4.5. Mede in verband hiermee zijn blijkens het verweerschrift in hoger beroep door de herplaatsingscoördinator diverse in de herplaatsingsperiode vacant komende functies, óók nadat appellante de Basisopleiding Administratie had afgesloten, niet passend geacht en derhalve niet met haar besproken. Ter adstructie hiervan is door gedaagde een lijst met vacatures bij het AZL in de periode van juni 2000 tot en met mei 2001 overgelegd, waaruit blijkt dat voor vrijwel alle administratief en secretarieel getinte functies binnen het AZL een hogere - veelal specifiek op het medische vakgebied gerichte - voor- opleiding vereist is en meer bekwaamheden gevergd worden dan waarover appellante destijds beschikte. Hierbij overweegt de Raad dat het de taak en deskundigheid van de herplaatsingscoördinator is om, eventueel in overleg met de bedrijfsarts, ontstane vacatures op geschiktheid voor interne herplaatsingskandidaten te beoordelen op basis van de inventarisatie van de (verworven) bekwaamheden van de herplaatsingskandidaat zonder daarbij diens door de bedrijfsarts geconstateerde medische beperkingen uit het oog te verliezen. De Raad vermag niet in te zien dat de herplaatsings- coördinator de beoordeling van de vacatures steeds met appellante zelf had moeten doorspreken.

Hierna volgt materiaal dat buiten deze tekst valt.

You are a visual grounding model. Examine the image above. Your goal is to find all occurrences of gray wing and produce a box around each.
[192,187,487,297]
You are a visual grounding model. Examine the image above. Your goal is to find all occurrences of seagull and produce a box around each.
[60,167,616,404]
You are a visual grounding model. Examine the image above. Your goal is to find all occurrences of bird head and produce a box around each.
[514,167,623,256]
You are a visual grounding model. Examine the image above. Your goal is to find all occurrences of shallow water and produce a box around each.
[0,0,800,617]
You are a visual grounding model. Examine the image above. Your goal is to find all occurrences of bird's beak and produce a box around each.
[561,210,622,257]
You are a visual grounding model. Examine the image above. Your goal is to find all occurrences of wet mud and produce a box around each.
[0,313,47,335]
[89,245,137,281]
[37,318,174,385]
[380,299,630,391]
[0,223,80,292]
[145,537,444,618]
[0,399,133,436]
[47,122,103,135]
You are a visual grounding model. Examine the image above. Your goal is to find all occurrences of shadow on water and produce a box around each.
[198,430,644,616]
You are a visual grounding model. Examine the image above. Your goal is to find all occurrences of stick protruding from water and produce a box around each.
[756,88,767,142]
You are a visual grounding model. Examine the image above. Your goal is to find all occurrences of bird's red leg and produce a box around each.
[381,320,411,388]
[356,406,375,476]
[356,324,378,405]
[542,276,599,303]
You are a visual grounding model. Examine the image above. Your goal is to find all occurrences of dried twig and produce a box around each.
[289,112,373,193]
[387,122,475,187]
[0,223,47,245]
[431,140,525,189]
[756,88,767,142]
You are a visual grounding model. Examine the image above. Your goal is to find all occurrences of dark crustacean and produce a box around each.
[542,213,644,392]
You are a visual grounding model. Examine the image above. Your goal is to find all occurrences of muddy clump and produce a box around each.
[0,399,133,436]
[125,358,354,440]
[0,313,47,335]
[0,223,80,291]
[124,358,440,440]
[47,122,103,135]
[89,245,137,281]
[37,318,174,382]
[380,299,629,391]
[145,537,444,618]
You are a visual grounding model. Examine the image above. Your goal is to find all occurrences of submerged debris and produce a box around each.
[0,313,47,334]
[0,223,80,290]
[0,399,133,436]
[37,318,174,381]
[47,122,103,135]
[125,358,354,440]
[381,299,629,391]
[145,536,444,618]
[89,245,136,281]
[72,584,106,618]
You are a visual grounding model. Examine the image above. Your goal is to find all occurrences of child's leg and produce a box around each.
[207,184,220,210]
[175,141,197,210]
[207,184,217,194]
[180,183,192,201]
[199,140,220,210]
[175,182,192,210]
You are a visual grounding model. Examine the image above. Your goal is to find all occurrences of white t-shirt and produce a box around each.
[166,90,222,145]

4.6. Voorts is de Raad van oordeel dat uit het herplaatsingsdossier genoegzaam blijkt dat er veelvuldig contact is geweest tussen appellante en de herplaatsingscoördinator(en), zodat niet valt in te zien dat de begeleiding van appellante door die coördinator(en) onvoldoende intensief was. Dat het initiatief tot de contacten in overwegende mate van appellante uitging, doet daaraan niet wezenlijk af.
4.7. Ten slotte merkt de Raad nog op dat het naar zijn oordeel te ver voert om te spreken van een onzorgvuldig herplaat- singsonderzoek op de grond dat gedaagde in het kader van een herplaatsingsonderzoek naar gangbare arbeid niet een nieuwe functie heeft gecreëerd uitsluitend ten behoeve van appellante, reeds omdat, gegeven de medische beperkingen van appellante en gelet op haar vaardigheden en bekwaamheden, van een reëel te achten functie niet is gebleken.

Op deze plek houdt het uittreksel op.